Public housing estate in Tseung Kwan O, Hong Kong

Po Lam Estate (寶林邨) is a mixed TPS and public housing estate in Tseung Kwan O, New Territories, Hong Kong, near Metro City and MTR Po Lam station. It is the first public housing estate in Tseung Kwan O and has a total of seven residential blocks with 5,272 units. Some of the flats were sold to tenants through Tenants Purchase Scheme Phase 6A in 2004.

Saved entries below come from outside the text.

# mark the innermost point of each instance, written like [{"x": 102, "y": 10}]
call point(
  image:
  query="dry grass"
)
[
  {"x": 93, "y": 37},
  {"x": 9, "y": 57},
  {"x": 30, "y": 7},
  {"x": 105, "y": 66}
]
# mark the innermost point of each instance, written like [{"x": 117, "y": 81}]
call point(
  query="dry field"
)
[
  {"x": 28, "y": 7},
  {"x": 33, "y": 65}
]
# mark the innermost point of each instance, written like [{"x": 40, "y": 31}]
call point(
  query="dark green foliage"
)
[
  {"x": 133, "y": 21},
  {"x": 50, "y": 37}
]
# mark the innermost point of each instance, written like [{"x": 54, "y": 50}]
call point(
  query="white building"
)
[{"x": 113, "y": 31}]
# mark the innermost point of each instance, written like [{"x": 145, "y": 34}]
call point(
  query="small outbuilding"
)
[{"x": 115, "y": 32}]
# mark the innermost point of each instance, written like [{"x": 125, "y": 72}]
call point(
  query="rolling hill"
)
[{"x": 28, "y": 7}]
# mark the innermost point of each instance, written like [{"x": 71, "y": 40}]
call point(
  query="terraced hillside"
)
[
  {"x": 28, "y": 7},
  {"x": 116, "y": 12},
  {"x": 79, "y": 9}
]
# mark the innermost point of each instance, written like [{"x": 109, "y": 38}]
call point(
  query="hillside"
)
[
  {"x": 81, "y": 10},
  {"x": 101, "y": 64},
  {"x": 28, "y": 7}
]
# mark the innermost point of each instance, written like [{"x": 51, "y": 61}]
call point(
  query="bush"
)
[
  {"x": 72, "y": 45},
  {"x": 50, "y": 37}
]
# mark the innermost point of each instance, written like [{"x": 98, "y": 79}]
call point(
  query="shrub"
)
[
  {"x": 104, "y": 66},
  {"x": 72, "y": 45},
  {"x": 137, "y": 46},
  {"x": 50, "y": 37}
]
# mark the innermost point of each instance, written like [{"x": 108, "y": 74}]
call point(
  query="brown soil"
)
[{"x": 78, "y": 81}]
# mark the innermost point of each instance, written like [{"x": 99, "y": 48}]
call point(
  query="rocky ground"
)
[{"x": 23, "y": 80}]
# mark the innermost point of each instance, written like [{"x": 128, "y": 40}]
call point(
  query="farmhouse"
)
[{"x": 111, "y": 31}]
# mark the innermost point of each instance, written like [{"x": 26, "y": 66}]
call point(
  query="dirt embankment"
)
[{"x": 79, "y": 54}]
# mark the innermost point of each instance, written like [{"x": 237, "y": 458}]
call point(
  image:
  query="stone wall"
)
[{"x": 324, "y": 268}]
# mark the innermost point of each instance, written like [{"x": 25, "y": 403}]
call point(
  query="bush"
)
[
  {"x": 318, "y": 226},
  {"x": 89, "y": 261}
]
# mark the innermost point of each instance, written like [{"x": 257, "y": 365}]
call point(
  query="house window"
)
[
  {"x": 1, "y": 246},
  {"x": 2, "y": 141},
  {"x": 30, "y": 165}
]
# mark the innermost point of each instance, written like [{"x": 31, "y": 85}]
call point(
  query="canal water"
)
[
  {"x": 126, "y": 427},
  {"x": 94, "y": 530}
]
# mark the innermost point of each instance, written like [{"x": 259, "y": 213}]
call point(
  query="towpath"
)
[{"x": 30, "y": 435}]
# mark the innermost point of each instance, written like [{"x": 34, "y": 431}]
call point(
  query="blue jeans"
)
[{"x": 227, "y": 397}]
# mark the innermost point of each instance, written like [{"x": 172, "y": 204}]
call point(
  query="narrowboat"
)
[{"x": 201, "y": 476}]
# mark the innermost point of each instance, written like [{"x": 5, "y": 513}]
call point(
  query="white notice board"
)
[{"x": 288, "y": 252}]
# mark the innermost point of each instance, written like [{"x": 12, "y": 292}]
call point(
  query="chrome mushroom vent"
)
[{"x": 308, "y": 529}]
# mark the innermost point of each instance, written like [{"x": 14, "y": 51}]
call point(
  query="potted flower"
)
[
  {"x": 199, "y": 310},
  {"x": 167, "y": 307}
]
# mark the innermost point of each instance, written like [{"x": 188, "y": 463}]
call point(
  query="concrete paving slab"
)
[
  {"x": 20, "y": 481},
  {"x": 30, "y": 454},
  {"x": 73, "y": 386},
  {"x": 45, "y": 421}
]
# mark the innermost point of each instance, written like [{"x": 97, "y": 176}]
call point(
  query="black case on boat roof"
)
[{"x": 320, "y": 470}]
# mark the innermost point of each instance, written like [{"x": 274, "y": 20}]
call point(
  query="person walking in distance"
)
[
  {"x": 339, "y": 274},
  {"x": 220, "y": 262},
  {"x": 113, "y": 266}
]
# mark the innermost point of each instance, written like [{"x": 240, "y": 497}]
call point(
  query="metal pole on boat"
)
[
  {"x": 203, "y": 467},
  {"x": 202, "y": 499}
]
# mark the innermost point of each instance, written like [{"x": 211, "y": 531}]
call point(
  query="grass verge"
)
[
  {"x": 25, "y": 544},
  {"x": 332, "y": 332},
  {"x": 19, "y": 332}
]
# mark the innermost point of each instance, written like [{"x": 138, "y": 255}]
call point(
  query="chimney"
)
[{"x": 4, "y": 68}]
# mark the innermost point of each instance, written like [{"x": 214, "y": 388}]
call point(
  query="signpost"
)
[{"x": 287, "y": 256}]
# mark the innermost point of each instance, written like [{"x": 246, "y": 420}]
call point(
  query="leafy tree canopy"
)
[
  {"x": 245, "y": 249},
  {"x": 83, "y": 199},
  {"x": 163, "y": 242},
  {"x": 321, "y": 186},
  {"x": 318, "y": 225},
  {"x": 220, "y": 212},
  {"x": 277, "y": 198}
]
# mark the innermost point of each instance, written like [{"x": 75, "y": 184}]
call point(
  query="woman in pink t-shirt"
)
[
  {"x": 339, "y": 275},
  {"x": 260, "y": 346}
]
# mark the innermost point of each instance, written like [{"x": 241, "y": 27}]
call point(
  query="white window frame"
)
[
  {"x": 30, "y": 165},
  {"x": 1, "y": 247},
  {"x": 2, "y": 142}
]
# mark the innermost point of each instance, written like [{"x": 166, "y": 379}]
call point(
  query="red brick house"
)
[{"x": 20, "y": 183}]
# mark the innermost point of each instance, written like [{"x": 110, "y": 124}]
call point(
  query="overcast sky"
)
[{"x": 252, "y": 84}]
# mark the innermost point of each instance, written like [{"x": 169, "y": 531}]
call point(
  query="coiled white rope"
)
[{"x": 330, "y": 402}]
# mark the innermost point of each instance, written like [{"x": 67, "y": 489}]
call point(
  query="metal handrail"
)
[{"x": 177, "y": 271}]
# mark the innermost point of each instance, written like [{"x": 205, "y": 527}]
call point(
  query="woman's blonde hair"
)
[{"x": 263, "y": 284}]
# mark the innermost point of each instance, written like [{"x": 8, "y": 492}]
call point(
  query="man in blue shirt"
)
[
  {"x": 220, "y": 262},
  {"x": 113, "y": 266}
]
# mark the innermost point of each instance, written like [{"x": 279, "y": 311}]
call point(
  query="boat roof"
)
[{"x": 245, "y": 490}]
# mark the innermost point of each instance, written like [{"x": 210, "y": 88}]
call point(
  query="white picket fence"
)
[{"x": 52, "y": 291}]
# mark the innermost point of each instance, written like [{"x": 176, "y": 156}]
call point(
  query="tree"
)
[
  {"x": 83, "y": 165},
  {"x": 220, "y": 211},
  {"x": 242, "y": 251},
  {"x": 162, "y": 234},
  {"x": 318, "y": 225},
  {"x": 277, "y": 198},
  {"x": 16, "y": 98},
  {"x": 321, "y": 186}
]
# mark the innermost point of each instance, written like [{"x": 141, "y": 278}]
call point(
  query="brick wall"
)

Ying Ming Court (英明苑) and Yan Ming Court (欣明苑) are Home Ownership Scheme housing courts in Tseung Kwan O near Po Lam Estate, built in 1989 and 1990 respectively.

==Houses==
===Po Lam Estate===

| Name | Chinese name | Building type | Completed |
| Po Ning House | 寶寧樓 | New Slab | 1988 |
| Po Kan House | 寶勤樓 |
| Po Yan House | 寶仁樓 | Trident 2 |
| Po Tai House | 寶泰樓 |
| Po Tak House | 寶德樓 |
| Po Chi House | 寶智樓 |
| Po Kim House | 寶儉樓 | Small Household Block | 2001 |

===Ying Ming Court===

| Name | Chinese name | Building type | Completed |
| Ming Yuen House | 明遠閣 | New Cruciform (Ver.1984) | 1989 |
| Ming Leung House | 明亮閣 |
| Ming Tat House | 明達閣 |
| Ming Chi House | 明志閣 |
| Ming On House | 明安閣 |

===Yan Ming Court===

| Name | Chinese name | Building type | Completed |
| Yan Chung House | 欣松閣 | New Cruciform (Ver.1984) | 1990 |
| Yan Chuk House | 欣竹閣 |
| Yan Mui House | 欣梅閣 |
| Yan Lan House | 欣蘭閣 |
| Yan Kuk House | 欣菊閣 |

==Demographics==
According to the 2016 by-census, Po Lam Estate had a population of 15,319, Ying Ming Court had a population of 5,058 while Yan Ming Court had a population of 4,604. Altogether the population amounts to 24,981.

==Politics==
For the 2019 District Council election, the estate fell within two constituencies. Po Lam Estate falls within the Po Lam constituency, which was formerly represented by Fung Kwan-on until July 2021, while Ying Ming Court and Yan Ming Court falls within the Yan Ying constituency, which was formerly represented by Ben Chung Kam-lun until May 2021.